English Language Arts
The balanced literacy model in the Tri-Town elementary schools incorporates instruction in reading, writing, and word study using research-based practices. Instruction is delivered through a combination of whole group, small group and 1:1 instruction during Reader's Workshop, Writer's Workshop and the Word Study block.
Reader's Workshop provides a structure where students engage in authentic reading experiences with explicit instruction and modeling, guided practice, and an opportunity for independent practice daily. Students are exposed to a wide variety of genres in both fiction and nonfiction as they progressively move through reading units of study in grades K-6.
The workshop model includes the following components:
- Mini Lesson
- A mini lesson is a brief whole group lesson that focuses on a specific reading strategy or skill.
- Guided Reading/Strategy Groups
- Guided reading is small group reading instruction that helps children access text at their instructional reading level. Strategy groups provide instruction for small groups of students who have a similar need to learn a specific reading strategy or skill.
- Independent Reading
- Students read independently and are given choice in text selection during this time to promote a love of reading. Depending on the grade level, students will write in response to their reading in various ways.
- The teacher meets with students individually to check-in on their progress during independent reading.
- Group Wrap Up/Share
- During this time the mini lesson focus is recapped and solidified and students have the opportunity to share their learning within their reading community.
Writer's’ Workshop replicates the Reader's Workshop model including many of the same components.
- Mini Lesson
- A mini lesson is a brief whole group lesson that focuses on a specific writing strategy or skill.
- Guided Writing
- The teacher gathers a small group of students to provide instruction on a specific writing strategy or skill.
- Independent Writing
- Students work through the writing process during this time applying newly learned skills into their piece of writing. The teacher typically assigns the mode of writing (narrative, argument/opinion, or informational/explanatory) but the student should have choice about the topic.
- The teacher meets with students individually in a writing conference to confer about the status of the student's piece of writing.
- Group Wrap Up/Share
- During this time the mini lesson focus is recapped and solidified and students have the opportunity to share their writing within their writing community.
Experts agree that there are certain characteristics or "traits" that make up quality writing. These traits provide a clear instructional map for writers and diminish the level of subjectivity when assessing writing. They are are explicitly taught through mini lessons and reinforced in small guided groups and individual conferences.
These characteristics, or “traits” are:
- Good writing has clear ideas, a purpose, or focus. It should have specific ideas and details.
- Good writing should have a beginning, middle, and an ending and be well organized and easy to follow.
- Good writing connects with the audience, fits the purpose for writing, and reveals the voice of the writer.
- Word Choice
- Good writing has specific nouns and verbs and strong words that deliver the writer's message.
- Sentence Fluency
- Good writing has sentences that vary in length, with a variety of sentence beginnings.

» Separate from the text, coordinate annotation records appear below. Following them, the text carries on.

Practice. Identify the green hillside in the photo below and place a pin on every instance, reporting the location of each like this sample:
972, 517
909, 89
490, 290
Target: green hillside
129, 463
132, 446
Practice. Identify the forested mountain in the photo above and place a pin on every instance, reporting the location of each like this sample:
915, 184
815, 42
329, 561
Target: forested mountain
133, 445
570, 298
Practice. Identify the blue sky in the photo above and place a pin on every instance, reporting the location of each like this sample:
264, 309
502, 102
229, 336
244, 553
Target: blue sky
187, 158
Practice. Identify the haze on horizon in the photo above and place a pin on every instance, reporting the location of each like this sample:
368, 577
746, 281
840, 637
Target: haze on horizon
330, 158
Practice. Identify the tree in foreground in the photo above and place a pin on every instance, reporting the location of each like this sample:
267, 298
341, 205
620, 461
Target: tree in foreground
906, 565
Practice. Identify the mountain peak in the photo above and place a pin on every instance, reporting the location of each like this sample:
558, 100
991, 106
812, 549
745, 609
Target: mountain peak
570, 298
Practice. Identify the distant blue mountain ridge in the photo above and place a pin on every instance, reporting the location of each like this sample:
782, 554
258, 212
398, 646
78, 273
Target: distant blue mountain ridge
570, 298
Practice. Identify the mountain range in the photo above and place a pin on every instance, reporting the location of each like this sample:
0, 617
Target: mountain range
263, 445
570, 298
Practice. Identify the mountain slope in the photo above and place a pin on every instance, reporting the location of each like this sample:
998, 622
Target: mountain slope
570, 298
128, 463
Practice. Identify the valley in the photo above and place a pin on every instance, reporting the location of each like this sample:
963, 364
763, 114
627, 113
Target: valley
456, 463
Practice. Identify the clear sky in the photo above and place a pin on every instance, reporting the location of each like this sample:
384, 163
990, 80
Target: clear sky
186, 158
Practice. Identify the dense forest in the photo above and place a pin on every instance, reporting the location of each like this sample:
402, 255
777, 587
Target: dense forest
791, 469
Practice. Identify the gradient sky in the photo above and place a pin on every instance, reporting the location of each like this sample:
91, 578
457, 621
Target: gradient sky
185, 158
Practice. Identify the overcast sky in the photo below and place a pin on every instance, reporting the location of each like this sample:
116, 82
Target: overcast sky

The writing flows smoothly from sentence to sentence.
- Good writing is edited for grammar, punctuation, capitalization, and spelling so the writer's ideas are easily understood.
Fundations® provides research-based materials and strategies essential to a comprehensive reading, spelling, and handwriting program. This program is used in grades K-3 in the Tri-Town elementary schools.
Students in grades K-3 receive a systematic program in critical foundational skills, emphasizing:
- Phonemic awareness
- Phonics/ word study
- High frequency word study
- Reading fluency
- Comprehension strategies
- Handwriting (print and cursive)
In grades 4-6 students continue to develop their knowledge about language focusing on higher level skills such as multisyllabic decoding, vocabulary development, word roots, and spelling. A variety of resources are used in grades 4-6 to address these concepts and reinforce these skills.